Russian strikes destroyed the theatre in the town of Mariupol on Wednesday, March 17th. The fate of the people who had taken refuge in this easily identifiable public building was uncertain for a long time. Nearly a thousand people had taken shelter in the theatre, mainly women, children, and elderly people. Signals visible from the air to the Russian air force explicitly indicated that children were in the building.
The exact number of casualties is not known at present, but the worst was avoided because the population had moved to the basement of the theatre and was thus protected from the bombing. For several days, the clearing of debris has been underway, as well as the rescue of civilians. The Ukrainian authorities accused the Russian army of deliberately bombing the theatre, as they could not have been unaware that civilians were hiding there. The Russian authorities have vigorously denied this. Joe Biden’s accusations that Vladimir Putin was a “war criminal” came after the bombing of the theatre—at a time when it was feared that all the people hiding in the theatre had died.

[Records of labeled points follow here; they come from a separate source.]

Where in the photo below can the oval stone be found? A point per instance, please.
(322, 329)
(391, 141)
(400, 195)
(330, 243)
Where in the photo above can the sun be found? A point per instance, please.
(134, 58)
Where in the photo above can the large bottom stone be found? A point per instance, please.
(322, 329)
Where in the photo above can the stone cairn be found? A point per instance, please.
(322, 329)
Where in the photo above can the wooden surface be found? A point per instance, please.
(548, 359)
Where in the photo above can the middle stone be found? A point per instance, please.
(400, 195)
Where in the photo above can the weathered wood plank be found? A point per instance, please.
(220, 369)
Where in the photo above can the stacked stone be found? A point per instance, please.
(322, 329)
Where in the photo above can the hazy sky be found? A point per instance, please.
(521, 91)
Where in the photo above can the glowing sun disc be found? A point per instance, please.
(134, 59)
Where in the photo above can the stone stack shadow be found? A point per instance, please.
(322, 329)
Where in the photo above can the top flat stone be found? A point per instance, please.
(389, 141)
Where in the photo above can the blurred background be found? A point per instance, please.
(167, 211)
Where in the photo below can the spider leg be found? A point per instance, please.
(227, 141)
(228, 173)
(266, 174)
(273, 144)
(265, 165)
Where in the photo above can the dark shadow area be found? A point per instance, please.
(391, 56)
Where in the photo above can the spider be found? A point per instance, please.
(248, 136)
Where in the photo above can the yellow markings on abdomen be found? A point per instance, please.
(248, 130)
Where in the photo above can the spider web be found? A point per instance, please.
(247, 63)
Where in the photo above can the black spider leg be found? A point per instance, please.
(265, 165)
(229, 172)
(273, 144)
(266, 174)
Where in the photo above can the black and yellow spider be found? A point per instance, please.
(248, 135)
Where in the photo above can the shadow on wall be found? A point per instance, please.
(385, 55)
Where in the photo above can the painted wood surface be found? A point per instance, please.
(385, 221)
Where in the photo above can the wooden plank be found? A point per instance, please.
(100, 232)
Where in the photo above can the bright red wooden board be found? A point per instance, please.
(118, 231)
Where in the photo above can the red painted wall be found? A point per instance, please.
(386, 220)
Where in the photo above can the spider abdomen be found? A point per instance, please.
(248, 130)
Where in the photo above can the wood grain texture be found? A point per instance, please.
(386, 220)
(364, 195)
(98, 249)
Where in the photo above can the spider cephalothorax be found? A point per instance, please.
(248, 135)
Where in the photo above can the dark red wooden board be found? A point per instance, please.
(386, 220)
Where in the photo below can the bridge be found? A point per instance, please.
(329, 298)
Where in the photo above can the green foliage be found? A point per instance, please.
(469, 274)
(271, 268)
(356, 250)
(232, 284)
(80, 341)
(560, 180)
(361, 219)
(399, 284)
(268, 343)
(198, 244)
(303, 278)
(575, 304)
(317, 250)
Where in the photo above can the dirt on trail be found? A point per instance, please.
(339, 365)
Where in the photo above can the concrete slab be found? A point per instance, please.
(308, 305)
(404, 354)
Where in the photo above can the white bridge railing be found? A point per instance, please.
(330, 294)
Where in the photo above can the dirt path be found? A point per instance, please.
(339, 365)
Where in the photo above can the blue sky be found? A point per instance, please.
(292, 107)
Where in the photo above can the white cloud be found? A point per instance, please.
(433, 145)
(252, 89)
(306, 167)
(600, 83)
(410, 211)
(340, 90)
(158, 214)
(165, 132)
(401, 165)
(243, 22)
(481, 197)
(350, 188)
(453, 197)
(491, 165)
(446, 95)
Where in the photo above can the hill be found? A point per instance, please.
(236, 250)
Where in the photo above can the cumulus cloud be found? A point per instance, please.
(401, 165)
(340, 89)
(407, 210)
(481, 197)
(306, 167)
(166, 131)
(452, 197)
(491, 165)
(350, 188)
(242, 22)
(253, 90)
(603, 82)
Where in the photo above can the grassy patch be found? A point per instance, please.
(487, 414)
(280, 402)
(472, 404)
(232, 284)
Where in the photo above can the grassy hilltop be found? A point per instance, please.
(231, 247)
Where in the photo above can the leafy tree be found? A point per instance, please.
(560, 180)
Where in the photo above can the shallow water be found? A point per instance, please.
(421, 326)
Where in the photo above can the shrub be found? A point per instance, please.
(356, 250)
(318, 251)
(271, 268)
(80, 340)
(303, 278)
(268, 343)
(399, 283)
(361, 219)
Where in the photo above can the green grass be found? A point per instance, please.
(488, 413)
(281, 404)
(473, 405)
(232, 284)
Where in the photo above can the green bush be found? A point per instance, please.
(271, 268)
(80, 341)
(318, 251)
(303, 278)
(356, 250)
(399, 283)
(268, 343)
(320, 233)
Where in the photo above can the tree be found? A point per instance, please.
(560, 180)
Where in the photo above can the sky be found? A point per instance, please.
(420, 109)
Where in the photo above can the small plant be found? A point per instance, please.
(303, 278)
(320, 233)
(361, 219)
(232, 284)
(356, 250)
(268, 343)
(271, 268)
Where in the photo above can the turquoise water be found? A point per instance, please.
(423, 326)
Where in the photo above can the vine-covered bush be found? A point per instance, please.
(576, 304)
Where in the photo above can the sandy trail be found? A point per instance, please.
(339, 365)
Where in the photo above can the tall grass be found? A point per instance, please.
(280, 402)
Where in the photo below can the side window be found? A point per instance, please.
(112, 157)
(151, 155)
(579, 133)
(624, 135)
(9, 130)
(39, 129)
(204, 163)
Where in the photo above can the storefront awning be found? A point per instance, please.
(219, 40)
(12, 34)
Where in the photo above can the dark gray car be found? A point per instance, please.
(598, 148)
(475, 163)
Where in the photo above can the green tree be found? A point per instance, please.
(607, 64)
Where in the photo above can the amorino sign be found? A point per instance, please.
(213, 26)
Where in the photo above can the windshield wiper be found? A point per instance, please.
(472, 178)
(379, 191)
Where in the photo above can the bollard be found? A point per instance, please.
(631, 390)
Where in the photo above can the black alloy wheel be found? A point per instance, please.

The Italian government, through the Minister of Culture Dario Franceschini, announced its decision to finance the reconstruction of the Mariupol theatre as it was: “Theatres of all countries belong to the whole of humanity,” he explained on his Twitter account.
Italy has suffered the destruction of several of its emblematic theatres in the past. The Scala in Milan was razed by bombing in 1943, following Anglo-American air raids. In 1996, the famous La Fenice theatre in Venice also went up in flames—this time due to an accidental fire. Italy knows therefore more than any other country how these cultural buildings are part of both national identity and world heritage.
President Zelensky in turn warmly welcomed Franceschini’s proposal.